Further, if you have had a recent bankruptcy discharge, you will not be able to file again until after a six to eight year waiting period, depending on the type of bankruptcy that you previously filed for.

Case Studies: Insurance Solutions in Chapter 7 Bankruptcy Cases

Case Study 1: Personal Property Insurance for Asset Protection, SecureGuard Insurance

SecureGuard Insurance offers personal property insurance coverage for individuals filing for Chapter 7 bankruptcy to protect their remaining assets. In a case study, a debtor undergoing Chapter 7 bankruptcy had several valuable assets, including artwork, jewelry, and collectibles.

The debtor wanted to ensure that these assets would be protected during the bankruptcy process and sought personal property insurance from SecureGuard Insurance. With this coverage, the debtor had peace of mind knowing that their valuable assets were safeguarded against loss, theft, or damage during the liquidation process.

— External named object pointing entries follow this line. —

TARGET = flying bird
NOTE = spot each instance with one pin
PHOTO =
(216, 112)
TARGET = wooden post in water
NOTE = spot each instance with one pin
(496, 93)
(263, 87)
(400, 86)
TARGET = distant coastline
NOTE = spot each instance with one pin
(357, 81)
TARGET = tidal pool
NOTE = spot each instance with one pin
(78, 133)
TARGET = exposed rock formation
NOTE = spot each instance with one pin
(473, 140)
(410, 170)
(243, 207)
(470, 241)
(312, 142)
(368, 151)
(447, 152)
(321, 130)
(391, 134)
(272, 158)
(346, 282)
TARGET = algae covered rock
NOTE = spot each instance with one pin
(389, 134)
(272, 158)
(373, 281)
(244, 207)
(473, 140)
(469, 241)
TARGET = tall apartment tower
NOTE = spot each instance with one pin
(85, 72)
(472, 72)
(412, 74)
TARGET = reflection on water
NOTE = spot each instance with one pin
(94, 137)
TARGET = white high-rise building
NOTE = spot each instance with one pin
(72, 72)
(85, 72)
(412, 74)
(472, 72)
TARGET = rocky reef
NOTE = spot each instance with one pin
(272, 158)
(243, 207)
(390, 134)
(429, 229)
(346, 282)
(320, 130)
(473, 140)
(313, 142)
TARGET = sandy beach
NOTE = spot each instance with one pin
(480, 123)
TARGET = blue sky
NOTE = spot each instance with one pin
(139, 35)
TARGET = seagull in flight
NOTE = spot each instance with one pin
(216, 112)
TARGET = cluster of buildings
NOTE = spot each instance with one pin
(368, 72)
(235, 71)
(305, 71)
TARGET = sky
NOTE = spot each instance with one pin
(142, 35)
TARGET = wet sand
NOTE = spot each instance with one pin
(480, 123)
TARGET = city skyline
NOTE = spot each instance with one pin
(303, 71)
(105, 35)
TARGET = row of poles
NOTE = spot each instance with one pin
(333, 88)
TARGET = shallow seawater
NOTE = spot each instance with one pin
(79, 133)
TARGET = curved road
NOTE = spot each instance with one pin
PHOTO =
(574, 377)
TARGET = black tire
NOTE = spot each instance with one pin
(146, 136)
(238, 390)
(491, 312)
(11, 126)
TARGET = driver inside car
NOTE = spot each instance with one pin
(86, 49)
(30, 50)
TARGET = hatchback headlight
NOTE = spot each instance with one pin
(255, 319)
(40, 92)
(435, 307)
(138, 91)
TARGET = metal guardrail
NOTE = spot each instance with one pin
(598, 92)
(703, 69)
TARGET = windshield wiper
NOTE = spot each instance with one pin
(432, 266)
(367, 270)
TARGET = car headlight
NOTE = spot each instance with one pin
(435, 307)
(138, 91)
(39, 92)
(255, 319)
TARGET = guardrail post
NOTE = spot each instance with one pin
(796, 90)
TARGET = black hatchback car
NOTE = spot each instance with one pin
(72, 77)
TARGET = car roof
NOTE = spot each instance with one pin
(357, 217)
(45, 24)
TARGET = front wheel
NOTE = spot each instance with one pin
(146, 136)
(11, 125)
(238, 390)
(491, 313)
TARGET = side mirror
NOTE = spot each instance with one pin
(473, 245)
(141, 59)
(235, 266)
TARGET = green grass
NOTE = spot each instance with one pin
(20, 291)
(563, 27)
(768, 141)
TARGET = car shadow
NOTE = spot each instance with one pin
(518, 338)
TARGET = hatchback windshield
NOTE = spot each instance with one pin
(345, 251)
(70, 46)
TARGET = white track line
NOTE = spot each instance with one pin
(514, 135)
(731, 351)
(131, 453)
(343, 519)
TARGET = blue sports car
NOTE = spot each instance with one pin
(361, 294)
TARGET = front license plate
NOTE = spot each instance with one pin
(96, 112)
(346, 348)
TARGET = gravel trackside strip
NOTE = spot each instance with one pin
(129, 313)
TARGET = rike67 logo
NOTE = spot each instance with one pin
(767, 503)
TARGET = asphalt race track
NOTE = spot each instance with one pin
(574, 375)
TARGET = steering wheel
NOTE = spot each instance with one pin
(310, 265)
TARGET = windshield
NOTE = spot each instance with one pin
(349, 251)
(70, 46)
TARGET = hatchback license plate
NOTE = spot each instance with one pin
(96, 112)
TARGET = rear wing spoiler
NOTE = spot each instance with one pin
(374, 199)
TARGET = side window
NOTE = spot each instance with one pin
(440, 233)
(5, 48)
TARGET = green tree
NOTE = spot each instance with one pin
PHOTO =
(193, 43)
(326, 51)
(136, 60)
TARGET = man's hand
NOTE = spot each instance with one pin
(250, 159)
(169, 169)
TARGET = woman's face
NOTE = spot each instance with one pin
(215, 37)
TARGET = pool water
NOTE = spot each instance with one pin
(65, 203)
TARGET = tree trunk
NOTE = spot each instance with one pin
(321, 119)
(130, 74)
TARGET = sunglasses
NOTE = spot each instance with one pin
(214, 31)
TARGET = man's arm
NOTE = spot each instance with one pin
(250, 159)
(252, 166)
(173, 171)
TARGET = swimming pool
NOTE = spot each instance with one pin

Case Study 2: Debtor-in-Possession (DIP) Insurance for Business Owners, ResilientSure Insurance

ResilientSure Insurance provides Debtor-in-Possession (DIP) insurance coverage for business owners filing for Chapter 7 bankruptcy. In a case study, a small business owner was forced to file for Chapter 7 bankruptcy due to overwhelming debt. The business owner wanted to protect the remaining assets of the company during the liquidation process and sought DIP insurance from ResilientSure Insurance.

With DIP insurance, the business owner had coverage for any potential liabilities that may arise during the bankruptcy proceedings, including legal defense costs, damage claims, or environmental cleanup costs. This insurance provided financial protection and allowed the business owner to navigate the bankruptcy process with greater confidence.

Case Study 3: Credit Insurance for Debt Discharge Protection, SureShield Insurance

SureShield Insurance offers credit insurance coverage for individuals filing for Chapter 7 bankruptcy to protect against unforeseen circumstances that may arise after the debt discharge. In a case study, a debtor successfully completed Chapter 7 bankruptcy and had their debts discharged.

However, a few months later, they faced unexpected medical expenses that put them at risk of falling back into debt. The debtor had obtained credit insurance from SureShield Insurance, which provided coverage for the medical expenses and ensured that they could maintain their fresh start without incurring new debts.

This insurance offered a safety net for post-bankruptcy financial challenges and allowed the debtor to rebuild their financial stability with confidence.